An Airflow DAG running on the platform — tasks scheduled, executed across Kubernetes pods, monitored through the Airflow UI.

Validation — integration with a Real-Time ML project

The platform was validated by integrating it with a Real-Time Machine Learning project that simulates real-time data generation and trains classification, regression, and clustering models in real time.

End-to-end workflow validated:

  1. Repo pushed to the local GitLab instance
  2. GitLab CI pipeline built multiple Docker images using microservices architecture
  3. Images pushed to k3d Registry with semantic versioning
  4. ArgoCD Image Updater detected new versions and triggered automated deployment
  5. Helm charts defined all Kubernetes resources, applied and managed by ArgoCD
  6. Rancher provided live monitoring of resource health and pod status
  7. Airflow DAGs orchestrated ML training pipelines, preprocessing, and deployment workflows
Rancher UI showing all Helm packages installed into the k3d cluster — real-time visibility into deployment health and resource utilization.

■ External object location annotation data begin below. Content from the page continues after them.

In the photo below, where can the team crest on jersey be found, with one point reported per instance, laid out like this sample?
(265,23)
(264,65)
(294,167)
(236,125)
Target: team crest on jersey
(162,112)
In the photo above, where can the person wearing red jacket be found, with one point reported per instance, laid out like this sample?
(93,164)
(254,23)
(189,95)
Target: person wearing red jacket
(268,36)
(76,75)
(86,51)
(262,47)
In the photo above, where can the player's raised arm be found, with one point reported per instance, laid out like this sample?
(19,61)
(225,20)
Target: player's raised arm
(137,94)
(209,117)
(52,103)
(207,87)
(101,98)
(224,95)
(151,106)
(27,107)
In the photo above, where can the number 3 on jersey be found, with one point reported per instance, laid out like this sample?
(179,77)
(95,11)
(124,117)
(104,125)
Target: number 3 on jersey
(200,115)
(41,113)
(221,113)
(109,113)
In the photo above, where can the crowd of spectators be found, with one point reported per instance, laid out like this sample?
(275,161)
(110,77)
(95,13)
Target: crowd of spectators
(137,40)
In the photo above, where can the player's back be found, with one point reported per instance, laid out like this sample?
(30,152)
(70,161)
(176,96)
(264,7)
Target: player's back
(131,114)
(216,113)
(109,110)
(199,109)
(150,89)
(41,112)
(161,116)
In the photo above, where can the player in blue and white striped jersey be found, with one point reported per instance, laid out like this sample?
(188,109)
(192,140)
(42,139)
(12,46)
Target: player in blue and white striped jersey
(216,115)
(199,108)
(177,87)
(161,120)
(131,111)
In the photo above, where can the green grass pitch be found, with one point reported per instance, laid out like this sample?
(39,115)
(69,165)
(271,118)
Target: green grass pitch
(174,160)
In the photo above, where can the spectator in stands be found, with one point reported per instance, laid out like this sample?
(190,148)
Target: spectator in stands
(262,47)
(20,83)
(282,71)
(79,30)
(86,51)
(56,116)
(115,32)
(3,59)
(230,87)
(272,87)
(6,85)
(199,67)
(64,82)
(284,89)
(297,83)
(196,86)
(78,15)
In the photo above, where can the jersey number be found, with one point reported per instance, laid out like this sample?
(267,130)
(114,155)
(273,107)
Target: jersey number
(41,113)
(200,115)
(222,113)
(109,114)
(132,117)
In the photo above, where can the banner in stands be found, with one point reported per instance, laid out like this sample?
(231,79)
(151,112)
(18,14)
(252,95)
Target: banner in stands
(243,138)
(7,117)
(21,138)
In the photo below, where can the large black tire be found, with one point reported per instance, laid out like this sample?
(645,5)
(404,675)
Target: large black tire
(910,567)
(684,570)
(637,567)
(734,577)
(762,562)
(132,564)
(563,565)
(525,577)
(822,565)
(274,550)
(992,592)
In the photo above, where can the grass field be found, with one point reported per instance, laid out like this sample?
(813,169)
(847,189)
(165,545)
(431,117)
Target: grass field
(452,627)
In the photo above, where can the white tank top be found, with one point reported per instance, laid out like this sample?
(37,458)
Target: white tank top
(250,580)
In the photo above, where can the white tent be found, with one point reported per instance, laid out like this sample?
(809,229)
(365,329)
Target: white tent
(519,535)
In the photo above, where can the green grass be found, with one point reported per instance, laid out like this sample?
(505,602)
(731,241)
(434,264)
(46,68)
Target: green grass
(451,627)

Rancher showing all Helm packages installed into the k3d cluster — real-time visibility into deployment health and resource utilization across the full platform.

Key achievements

Technical excellence

  • Full infrastructure provisioning automated through Terraform
  • True GitOps workflow with declarative configuration and automated synchronization
  • Production-ready microservices deployment patterns
  • Enterprise-grade workflow orchestration with Apache Airflow

DevOps best practices

  • Infrastructure-as-Code for reproducibility
  • Container-based immutable infrastructure with automated rollbacks
  • Full continuous deployment from commit to deploy
  • Comprehensive observability through Rancher

MLOps capabilities

  • End-to-end ML pipelines: data ingestion → training → serving
  • S3-compatible artifact management via MinIO
  • DAG-based scheduling for ML workflows
  • Infrastructure supporting real-time training and inference

Conclusion

This platform integrates Infrastructure-as-Code, GitOps, containerization, and workflow orchestration into a production-grade MLOps environment. It bridges development and production cleanly — the ML side stays focused on modeling while operations stay automated, reproducible, and reliable.

It’s the infrastructure backbone for COELHO RealTime and several other production ML projects I run privately.